He then tells me of his three daughters that he's pushing through college. I then think, “No wonder he was surprised at me, he's working to pay off what the state won't.”

A situation occurred where I had the same reaction at my 35th reunion for St Ray's. I was introduced to a guy I knew back then and then tried like hell to hide my light horror. The guy, I'll call Phill, looked like he was 69 years old. He was bald, covered in old age spots and sort of hunched. I tried, really tried not to look shocked but you can't hide it all. There are days where I feel that old but I don't look like this guy. We spoke for a few and I just scanned him as we talked. “God...how some people age badly” I thought.

I then looked around at the women. There were a couple of Sloppo-patomuses there but most were average. Though there were a few cheerleader types who must've spent 45 minutes trying to wriggle themselves into a pair of skinny jeans. The desperately thin at 59 years of age.

Since I crashed this party, I had no name tag. When I arrived I just sort of walked past the registration table, got a beer and started schmoozing. I wondered how long I could get away with it. Not too long apparently.

Thirty minutes in a guy comes up to me and asks, “Who are you? You have no name tag? Alot of people seem to think they know you but you have no tag.”

“Nope. I am a 1982 graduate of Saint Rays, but I figured I'd see people I know here.”

“Did you pay?” he asks.

“Nope.” I tell him.

“Well,” he goes on, “don't you think it's unfair that these people paid and you didn't?”

I then tell him why would I? I never attended Tolman high, and I was there for a short time anyway and had NO intention of eating their food. I'm not that much of a leech. I too, have some pride.

“But..the rules...you didn't pay!” he tells me.

I lift my glass of Blue Moon beer to him, sort of toasting him and say, “Ain't it funny how life turns out? How these things occur? You enjoy the party, I know I will.” And I walk off.

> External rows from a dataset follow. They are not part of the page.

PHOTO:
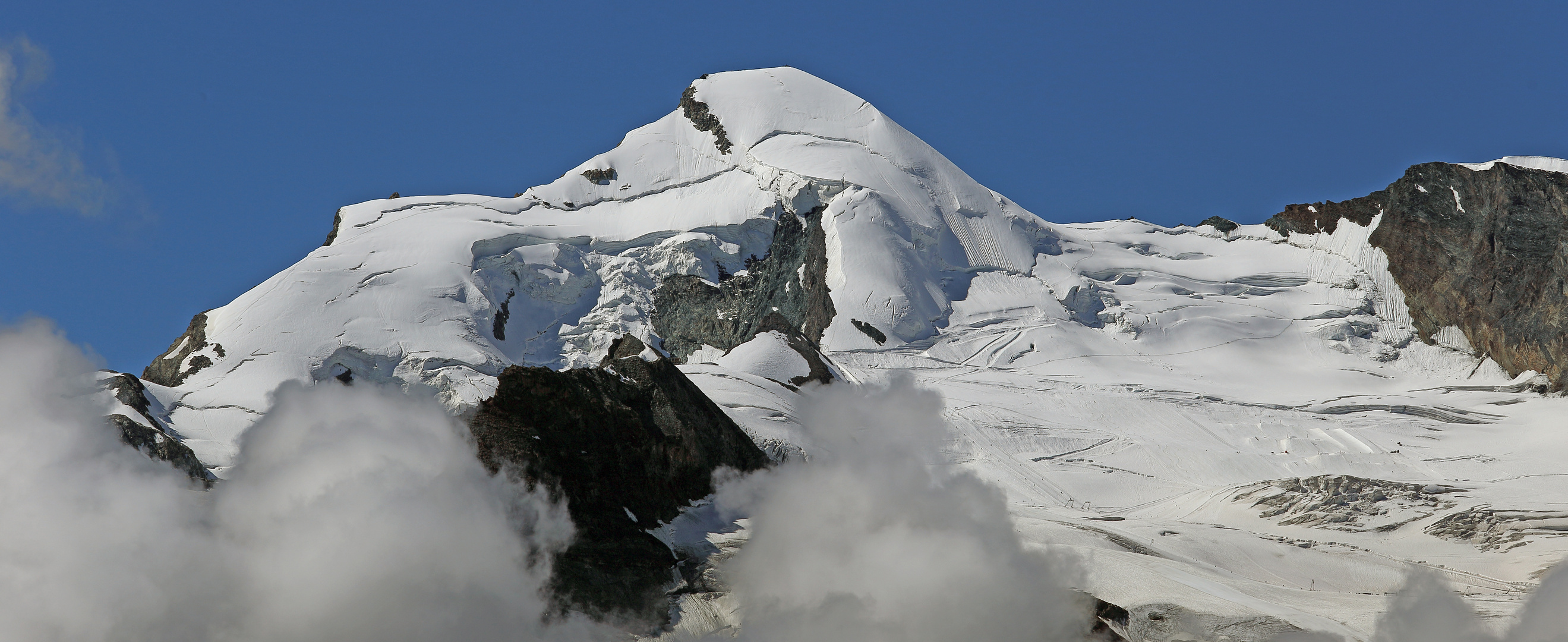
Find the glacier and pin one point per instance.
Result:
(1144, 395)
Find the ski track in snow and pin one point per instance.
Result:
(1213, 368)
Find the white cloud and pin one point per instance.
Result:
(355, 514)
(41, 165)
(872, 540)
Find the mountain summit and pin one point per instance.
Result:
(1245, 429)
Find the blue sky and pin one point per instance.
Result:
(160, 159)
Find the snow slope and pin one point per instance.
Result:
(1100, 371)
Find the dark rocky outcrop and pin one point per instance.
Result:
(626, 445)
(869, 330)
(165, 369)
(337, 222)
(1324, 217)
(600, 177)
(153, 442)
(784, 291)
(703, 120)
(1223, 225)
(1485, 251)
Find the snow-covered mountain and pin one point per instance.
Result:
(1244, 424)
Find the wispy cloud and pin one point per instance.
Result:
(41, 165)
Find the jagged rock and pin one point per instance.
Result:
(153, 442)
(1223, 225)
(1172, 622)
(337, 222)
(178, 361)
(703, 120)
(1344, 503)
(600, 177)
(1492, 530)
(784, 291)
(1481, 250)
(1086, 303)
(869, 330)
(626, 445)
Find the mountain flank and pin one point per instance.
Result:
(1481, 250)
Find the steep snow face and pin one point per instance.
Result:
(1134, 388)
(1534, 162)
(447, 291)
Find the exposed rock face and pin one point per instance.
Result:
(153, 442)
(626, 445)
(1484, 250)
(600, 177)
(1172, 622)
(1225, 225)
(703, 120)
(784, 291)
(1346, 503)
(181, 360)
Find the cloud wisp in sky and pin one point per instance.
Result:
(41, 165)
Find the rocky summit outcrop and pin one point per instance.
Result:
(185, 355)
(626, 445)
(1482, 248)
(150, 437)
(784, 291)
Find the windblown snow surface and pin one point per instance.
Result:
(1145, 396)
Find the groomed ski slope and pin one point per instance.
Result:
(1100, 371)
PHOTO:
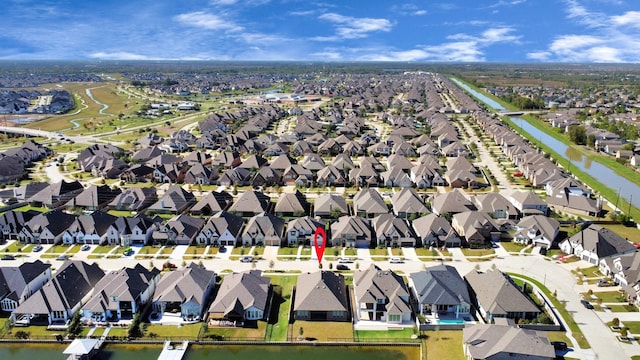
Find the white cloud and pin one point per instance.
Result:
(208, 21)
(118, 55)
(348, 27)
(630, 18)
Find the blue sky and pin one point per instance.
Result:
(346, 30)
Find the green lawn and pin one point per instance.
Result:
(171, 331)
(477, 252)
(512, 246)
(324, 330)
(610, 296)
(279, 317)
(573, 326)
(403, 335)
(633, 326)
(444, 344)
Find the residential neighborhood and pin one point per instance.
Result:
(438, 216)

I knew that he'd rejoin his group and in about 28 seconds my crime would be broadcast to all there. No problem. I headed downstairs to the bar and ordered a greaseburger. There, I am no longer trespassing on the temporary property of Tolman's 40th that's going on upstairs and I managed to continue my chats with some who were downstairs as well.

Crashing events you were never invited to can be fun. When much younger, a few of us would stumble across a wedding reception at some restaurant or event place and we'd slide ourselves in. The lure of falling down drunk bridesmaids was usually the motive. Or, the reception was really hopping and we'd invite ourselves anyway for a good time.

The best crash was at a Bruce Sundland, Governor of RI event. My brother at the time was a writer and he had written a scathing, satirical piece about Sundlund's dating habits. It was titled, “Bruce Sundlund's Dating Guide” and in it, my brother makes him come off as the sleaziest, woman using, male slutting, whore mongering prick you ever met. My brother managed to get away with it because at the bottom of the piece was written: “This is a spoof, a work of comedic fiction. In no way should anyone take this as a serious piece of journalism. All statements in this article are wholly made up” But it was written in teensy-weensy script so more than a few people never read that part of it and thought the piece was real and just an ugly political hatchet job on the governor. You have to be extra-specially STUPID not to get satire, but there are more than a few in RI who are dullards.

How did my brother know people took it as a real piece of journalism? The paper he worked for received dozens of pieces of hate mail. The editors thought it a goof and it sold more copies. Since the piece was stated to be a “work of fiction,” the paper was barely not liable for libel slandering.

Soo, my brother wanting to enjoy a good time, wants to shake the Governor's hand. The event was at the Biltmore and we go down, dressed sort of business casual and we drink, rob the buffet line and my brother is waiting for the moment to place himself in front of Sundland.

He gets his chance.

“Hello Sir, I'm Ken M____, I was the one who wrote that piece in the Providence Monthly.

It took the gov about 12 seconds to figure it out and then just icily stared at my brother.

My brother and I retreated to a corner of the room, trying not to laugh. I managed to finish off a beer when two very serious looking guys come up to us.

“You two have to leave...now!” they say.

“Why? Asks my brother.

“There's no why, youse two have to go!”

So we leave. Why spend the weekend at the Intake Center at the ACI?

Anyways, I managed to see a few I knew from so long ago at that reunion I might not have otherwise. Where and when would I be able to find them all stuffed into a single room again?